Présenté par les dirigeants européens comme un nouvel «accord modèle» de libre-échange, le traité commercial entre le Canada et l’UE (CETA), approuvé mercredi par le Parlement européen, se heurte à de vives oppositions.
Ses adversaires le jugent antidémocratique, trop favorable aux multinationales, léger sur l’environnement, ou encore dangereux pour l’agriculture européenne.
Négocié pendant sept ans, cet épais document de plus de 1600 pages baptisé Accord économique et commercial global (AECG, en anglais CETA) ferait progresser de 25 % le commerce de l’Union avec le Canada, son 12e partenaire commercial, faisant croître le PIB européen d’environ 12 milliards d’euros par an, selon les estimations de Bruxelles. Un chiffre qui reste à comparer aux 14 600 milliards d’euros de PIB de l’UE en 2015.
Ses dispositions
► Abolition de plus de 99 % des droits de douane entre le Canada et l'Europe.
► Parmi les exceptions au traité: certains produits agricoles, comme les viandes bovines et porcines, dans le sens Canada-UE, qui resteront soumises à des quotas.
► Protection supplémentaire à 143 origines géographiques spécifiques (AOC), dont 42 françaises, comme le «Roquefort», le «Saint-Nectaire» ou les «Pruneaux d’Agen».
► Accès aux marchés publics canadiens (contrats et appels d'offres gouvernementaux), y compris ceux des villes et des provinces qui gèrent une part importante des dépenses publiques, pour les entreprises européennes.
► Les entreprises canadiennes bénéficiaient déjà d'un large accès aux marchés publics européens.
► Pas de modification des règles européennes sur la sécurité alimentaire ou la protection de l’environnement, et amélioration de la coopération entre les organismes européens et canadiens sur ces normes.
► Les produits canadiens ne pourront donc être importés dans l’Union européenne que s’ils respectent la réglementation de l’UE et le boeuf aux hormones ne sera pas autorisé.
Tribunal d’arbitrage
Le point le plus sensible porte sur la possibilité donnée à une multinationale investissant à l’étranger de porter plainte contre un État qui adopterait une politique publique contraire à ses intérêts, afin de demander réparation.

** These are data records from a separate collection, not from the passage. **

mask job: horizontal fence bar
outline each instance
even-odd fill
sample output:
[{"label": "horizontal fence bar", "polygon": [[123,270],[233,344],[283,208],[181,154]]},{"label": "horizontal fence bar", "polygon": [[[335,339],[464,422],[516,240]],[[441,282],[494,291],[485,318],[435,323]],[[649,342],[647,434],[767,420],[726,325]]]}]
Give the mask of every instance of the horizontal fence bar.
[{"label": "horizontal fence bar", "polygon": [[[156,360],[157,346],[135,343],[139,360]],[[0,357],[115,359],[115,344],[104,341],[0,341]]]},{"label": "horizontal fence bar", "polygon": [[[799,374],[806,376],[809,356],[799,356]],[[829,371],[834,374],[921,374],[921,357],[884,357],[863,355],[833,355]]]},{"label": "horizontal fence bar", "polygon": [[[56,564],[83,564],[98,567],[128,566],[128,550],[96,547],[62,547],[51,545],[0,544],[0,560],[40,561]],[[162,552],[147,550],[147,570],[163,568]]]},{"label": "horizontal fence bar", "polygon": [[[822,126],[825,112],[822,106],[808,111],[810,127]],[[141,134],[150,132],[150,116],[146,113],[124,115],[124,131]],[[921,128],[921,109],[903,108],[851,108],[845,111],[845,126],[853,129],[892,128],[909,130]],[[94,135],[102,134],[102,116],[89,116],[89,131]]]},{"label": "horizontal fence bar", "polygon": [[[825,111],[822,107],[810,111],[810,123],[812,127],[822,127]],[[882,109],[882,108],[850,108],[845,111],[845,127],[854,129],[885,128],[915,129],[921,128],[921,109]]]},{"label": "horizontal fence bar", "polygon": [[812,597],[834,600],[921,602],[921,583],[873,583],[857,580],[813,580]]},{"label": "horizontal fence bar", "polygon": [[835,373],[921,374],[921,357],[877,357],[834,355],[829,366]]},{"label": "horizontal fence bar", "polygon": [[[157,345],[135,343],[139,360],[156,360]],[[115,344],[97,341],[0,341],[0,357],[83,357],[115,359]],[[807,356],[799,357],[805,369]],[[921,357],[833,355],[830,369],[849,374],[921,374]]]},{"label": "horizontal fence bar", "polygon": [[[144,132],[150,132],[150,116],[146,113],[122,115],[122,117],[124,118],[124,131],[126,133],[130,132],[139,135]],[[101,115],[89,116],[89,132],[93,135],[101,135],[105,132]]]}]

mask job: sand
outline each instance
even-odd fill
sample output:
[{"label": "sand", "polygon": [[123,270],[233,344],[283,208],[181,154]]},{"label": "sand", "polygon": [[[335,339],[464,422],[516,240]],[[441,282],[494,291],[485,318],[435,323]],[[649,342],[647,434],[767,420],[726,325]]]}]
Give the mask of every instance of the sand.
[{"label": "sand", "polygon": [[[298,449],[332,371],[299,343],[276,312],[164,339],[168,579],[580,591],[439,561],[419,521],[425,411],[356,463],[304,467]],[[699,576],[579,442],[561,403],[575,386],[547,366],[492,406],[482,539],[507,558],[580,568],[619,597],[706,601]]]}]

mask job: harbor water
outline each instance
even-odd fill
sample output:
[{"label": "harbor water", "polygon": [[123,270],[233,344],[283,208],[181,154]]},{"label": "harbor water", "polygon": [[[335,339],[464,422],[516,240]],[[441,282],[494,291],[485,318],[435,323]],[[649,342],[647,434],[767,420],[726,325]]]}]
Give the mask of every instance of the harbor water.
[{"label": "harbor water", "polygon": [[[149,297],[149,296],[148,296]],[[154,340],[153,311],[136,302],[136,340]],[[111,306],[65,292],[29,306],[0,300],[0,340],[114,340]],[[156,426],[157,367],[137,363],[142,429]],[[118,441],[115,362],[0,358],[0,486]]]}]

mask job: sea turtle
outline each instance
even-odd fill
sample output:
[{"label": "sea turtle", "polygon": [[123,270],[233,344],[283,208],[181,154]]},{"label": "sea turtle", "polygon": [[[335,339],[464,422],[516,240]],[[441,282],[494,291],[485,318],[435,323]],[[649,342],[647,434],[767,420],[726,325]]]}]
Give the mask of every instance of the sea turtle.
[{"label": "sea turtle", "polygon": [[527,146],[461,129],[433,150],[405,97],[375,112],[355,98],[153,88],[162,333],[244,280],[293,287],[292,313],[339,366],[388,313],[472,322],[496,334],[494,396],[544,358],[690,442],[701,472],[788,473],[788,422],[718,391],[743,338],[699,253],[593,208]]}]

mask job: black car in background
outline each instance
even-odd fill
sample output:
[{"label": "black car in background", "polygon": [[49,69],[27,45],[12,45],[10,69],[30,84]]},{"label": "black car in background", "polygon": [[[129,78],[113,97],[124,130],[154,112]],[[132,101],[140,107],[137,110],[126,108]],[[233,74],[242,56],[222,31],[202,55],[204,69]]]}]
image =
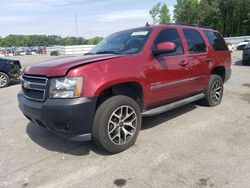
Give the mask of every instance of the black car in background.
[{"label": "black car in background", "polygon": [[250,43],[244,48],[242,53],[242,64],[250,65]]},{"label": "black car in background", "polygon": [[21,75],[21,64],[18,60],[0,58],[0,88],[9,85],[10,80],[16,80]]}]

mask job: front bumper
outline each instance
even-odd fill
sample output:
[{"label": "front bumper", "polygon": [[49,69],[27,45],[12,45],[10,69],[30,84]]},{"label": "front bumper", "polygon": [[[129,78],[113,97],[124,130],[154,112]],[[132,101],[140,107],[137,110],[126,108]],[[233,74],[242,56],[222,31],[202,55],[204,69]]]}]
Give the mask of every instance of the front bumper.
[{"label": "front bumper", "polygon": [[96,97],[36,102],[18,94],[19,108],[33,123],[73,141],[91,140]]}]

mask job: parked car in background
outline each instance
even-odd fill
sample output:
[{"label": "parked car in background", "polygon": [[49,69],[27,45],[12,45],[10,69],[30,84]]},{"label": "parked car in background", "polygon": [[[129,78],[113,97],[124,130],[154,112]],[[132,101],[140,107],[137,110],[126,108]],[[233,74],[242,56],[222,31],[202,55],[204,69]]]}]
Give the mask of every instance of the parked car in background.
[{"label": "parked car in background", "polygon": [[50,55],[51,55],[51,56],[59,56],[59,55],[60,55],[60,52],[57,51],[57,50],[55,50],[55,51],[50,52]]},{"label": "parked car in background", "polygon": [[93,139],[118,153],[135,143],[142,116],[197,100],[219,105],[230,67],[231,53],[218,31],[135,28],[111,34],[87,55],[26,68],[19,107],[33,123],[59,136]]},{"label": "parked car in background", "polygon": [[246,47],[246,45],[248,45],[249,42],[250,42],[250,40],[244,40],[244,41],[240,42],[236,46],[237,50],[244,50],[244,48]]},{"label": "parked car in background", "polygon": [[0,88],[9,85],[21,75],[21,64],[18,60],[0,58]]},{"label": "parked car in background", "polygon": [[250,43],[244,48],[242,53],[242,64],[250,65]]},{"label": "parked car in background", "polygon": [[235,45],[233,45],[233,44],[230,43],[230,42],[227,42],[227,47],[228,47],[228,49],[229,49],[230,52],[233,52],[233,51],[236,50]]}]

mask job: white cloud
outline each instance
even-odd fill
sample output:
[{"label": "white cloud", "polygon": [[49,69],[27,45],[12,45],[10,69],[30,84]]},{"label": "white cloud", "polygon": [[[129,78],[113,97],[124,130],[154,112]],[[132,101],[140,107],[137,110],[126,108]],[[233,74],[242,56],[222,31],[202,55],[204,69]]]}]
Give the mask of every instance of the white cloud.
[{"label": "white cloud", "polygon": [[150,18],[148,10],[145,9],[134,9],[124,11],[113,11],[103,15],[100,15],[99,21],[101,22],[115,22],[120,20],[146,20]]}]

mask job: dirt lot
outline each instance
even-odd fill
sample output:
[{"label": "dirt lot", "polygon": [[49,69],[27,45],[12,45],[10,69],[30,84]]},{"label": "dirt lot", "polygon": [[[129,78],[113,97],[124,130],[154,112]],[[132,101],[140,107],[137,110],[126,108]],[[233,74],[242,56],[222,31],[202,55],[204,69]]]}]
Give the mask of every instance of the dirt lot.
[{"label": "dirt lot", "polygon": [[144,118],[136,144],[117,155],[36,127],[17,107],[19,82],[1,89],[0,187],[250,187],[250,67],[232,57],[220,106]]}]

Un mécanisme qui a permis à Philip Morris d’attaquer l’Uruguay pour sa politique antitabac ou au géant minier Oceanagold de poursuivre le Salvador pour lui avoir refusé un permis d’exploitation pour raisons environnementales.
Le CETA créera un tribunal permanent, modernisé par rapport aux autres traités, composé de 15 juges professionnels nommés par l’UE et le Canada. Toutes les auditions seront publiques et il sera possible de faire appel. «Une sorte de Cour publique des investissements qui ouvre la voie à une Cour internationale des investissements», selon un négociateur européen.
Malgré cela, des ONG n’ont pas été convaincues, craignant que ces «pseudo-juges» soient des avocats d’affaires liés à des cabinets privés.
Une fois que les contours de ces tribunaux auront été définitivement arrêtés, la Belgique s’est engagée à saisir la Cour de justice de l’Union européenne (CJUE) pour vérifier sa conformité avec le droit européen.
Avec son approbation par le Parlement européen, une grande partie du traité va entrer en vigueur de façon provisoire, essentiellement en ce qui concerne les dispositions relevant de la compétence exclusive de l’UE.
Parmi les chapitres provisoirement exclus, ce fameux tribunal d’arbitrage. En cas de litige avec un État, une entreprise devra porter plainte devant la juridiction du pays concerné ou la Chambre arbitrale internationale de Paris, par exemple.
Reste un obstacle de taille: pour entrer définitivement en vigueur, le CETA doit maintenant être approuvé par les 38 parlements nationaux et régionaux de l’UE. Une procédure très incertaine, qui pourrait prendre des années.